The macro-economic evidence compiled by French economist Thomas Piketty points to serious concerns across the western world that market forces are accelerating an increase in the degree of inequality in incomes and wealth. As economies have grown, the returns to capital (with a link to the impact of technology changes) have increased faster than the gains in earnings by employees. Piketty has issued a serious challenge to western governments on whether (and how) they might cope with this clash: growing economies which also greater degrees of inequality in incomes and personal wealth.
This evidence has relevance for Northern Ireland partly because it adds to our understanding of these significant wider trends which lie outside local control. The evidence is, however, not a valid excuse for a fatalistic response. If inequality in western European countries is not to increase, stronger and better corrective policies will be needed, including their application in and by a region like Northern Ireland.
At a UK level there is independent evidence of a continuing and widening degree of inequality of income and wealth. There is also partial evidence that Northern Ireland is vulnerable to these trends.
In 2011-12, an analysis of weekly household incomes across the UK found that 37% of households were in the four lowest income groups with weekly income of less than £400. In Northern Ireland 43% were in the same four low income groups.
In 2005-06, the earliest year for which comparable data is readily available, for the UK 45% were in the four lowest income groups whilst, in Northern Ireland, there were 49% in these groups.
At first sight, that comparison, in two periods, points to an upward shift in overall average household incomes partly disguised by inflation. However, whilst the UK average improved by eight percentage points, the Northern Ireland average only improved by six percentage points. Relatively speaking Northern Ireland slipped further behind.
Using the same type of comparison, the proportion of households on high weekly incomes shows that Northern Ireland is also falling behind.
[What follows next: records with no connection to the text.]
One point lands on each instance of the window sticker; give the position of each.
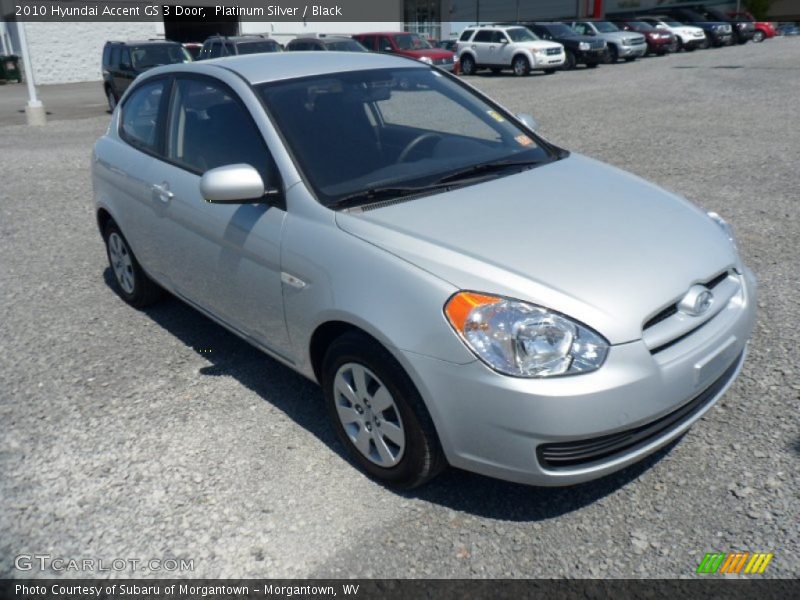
(524, 140)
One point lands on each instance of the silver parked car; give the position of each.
(464, 291)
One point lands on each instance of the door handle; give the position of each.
(161, 192)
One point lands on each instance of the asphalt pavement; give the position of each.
(157, 434)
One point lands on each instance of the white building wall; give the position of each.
(69, 52)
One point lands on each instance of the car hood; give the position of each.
(432, 53)
(575, 235)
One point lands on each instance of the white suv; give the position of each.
(499, 47)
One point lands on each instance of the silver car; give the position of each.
(464, 291)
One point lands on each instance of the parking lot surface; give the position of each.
(158, 434)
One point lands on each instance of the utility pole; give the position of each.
(34, 111)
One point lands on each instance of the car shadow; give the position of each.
(302, 401)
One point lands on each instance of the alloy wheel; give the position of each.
(121, 262)
(369, 415)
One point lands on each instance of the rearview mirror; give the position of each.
(232, 184)
(528, 121)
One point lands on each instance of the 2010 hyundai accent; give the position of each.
(464, 291)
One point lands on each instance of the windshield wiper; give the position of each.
(377, 194)
(486, 168)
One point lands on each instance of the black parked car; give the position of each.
(579, 49)
(743, 29)
(220, 45)
(336, 43)
(123, 61)
(719, 33)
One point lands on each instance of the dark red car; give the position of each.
(404, 43)
(659, 41)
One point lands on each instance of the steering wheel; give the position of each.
(413, 144)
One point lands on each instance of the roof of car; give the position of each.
(263, 68)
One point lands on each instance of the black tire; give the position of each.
(520, 66)
(468, 66)
(422, 457)
(569, 61)
(137, 289)
(112, 99)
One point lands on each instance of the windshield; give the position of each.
(258, 47)
(411, 41)
(521, 34)
(152, 55)
(345, 46)
(606, 27)
(357, 131)
(560, 30)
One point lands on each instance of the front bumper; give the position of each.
(497, 425)
(632, 51)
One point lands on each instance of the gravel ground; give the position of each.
(122, 437)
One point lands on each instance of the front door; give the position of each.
(225, 258)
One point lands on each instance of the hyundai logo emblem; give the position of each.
(697, 301)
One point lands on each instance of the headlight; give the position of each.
(524, 340)
(726, 228)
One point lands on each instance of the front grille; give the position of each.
(673, 308)
(565, 455)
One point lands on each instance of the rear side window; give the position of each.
(209, 128)
(140, 115)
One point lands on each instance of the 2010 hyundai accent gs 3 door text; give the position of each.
(465, 292)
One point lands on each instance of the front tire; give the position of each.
(133, 284)
(468, 66)
(520, 66)
(378, 413)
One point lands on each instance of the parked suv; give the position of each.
(499, 47)
(463, 291)
(718, 33)
(621, 44)
(124, 61)
(578, 49)
(687, 37)
(218, 46)
(335, 43)
(409, 45)
(659, 41)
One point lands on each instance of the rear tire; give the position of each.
(368, 395)
(133, 284)
(520, 66)
(468, 66)
(569, 61)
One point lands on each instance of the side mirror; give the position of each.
(233, 184)
(528, 121)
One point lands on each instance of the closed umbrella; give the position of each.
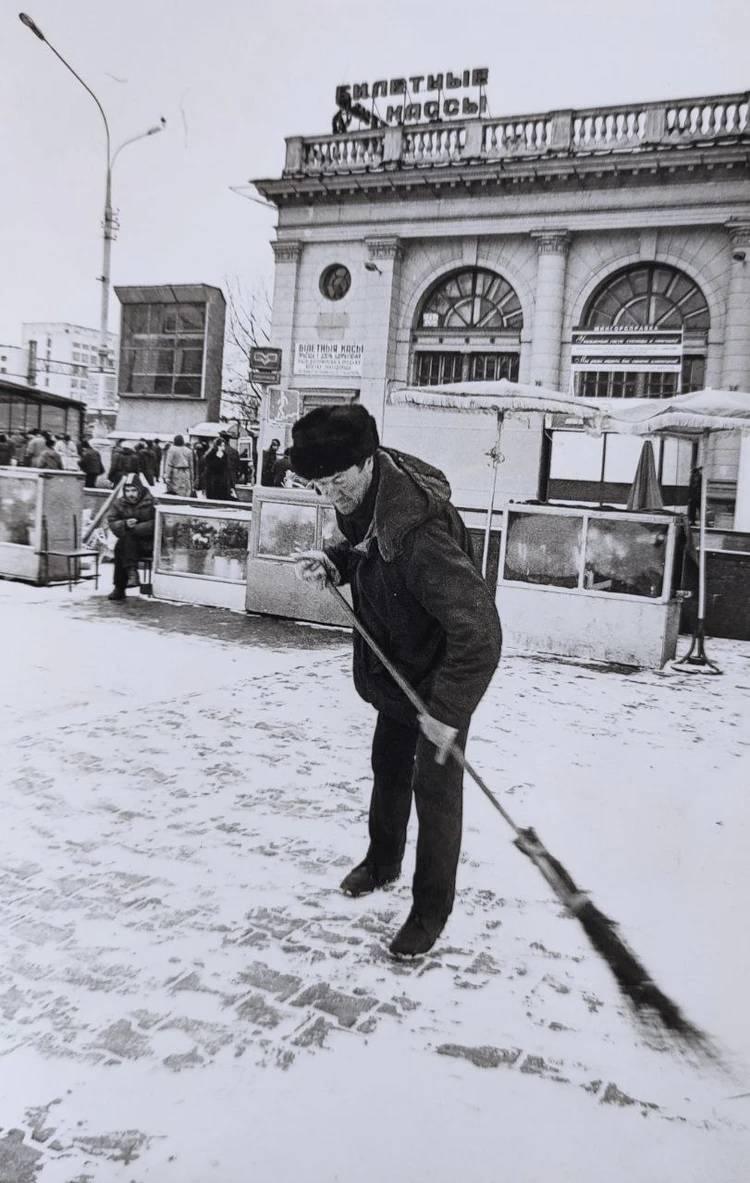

In 2011-12, only 13% of households in Northern Ireland had a weekly income of over £1,000. In a comparison with all other UK regions, only the North East of England, with 12%, compared to Northern Ireland.
The significant gap was that the UK average was 20% and Scotland 18%. The gap in higher incomes, at a difference of seven percentage points, is striking.
The gap has increased in the last six years. In 2005-06, 12% of Northern Ireland households had average weekly income of over £1,000. In that year, the UK average was 15%. The proportionate change in the six years means that the Northern Ireland gap widened from three percentage points to seven.
Professor Piketty has dramatically drawn attention to the way in which market economies are evolving. He has posed a very difficult policy question. If market economies are tending to increase the rewards and incomes more for people who are already high earners, is this a welcome and unavoidable consequence of the existing concentration of economic wealth? Does this causally coincide with the dramatic but unpopular increases in earnings for top managers?
Northern Ireland figures on the widening gap between highest and average earnings are not available. However, there are examples of a parallel trend.
Piketty has identified difficult questions on why some regional economies are making progress but also generating greater degrees of inequality. Now, what?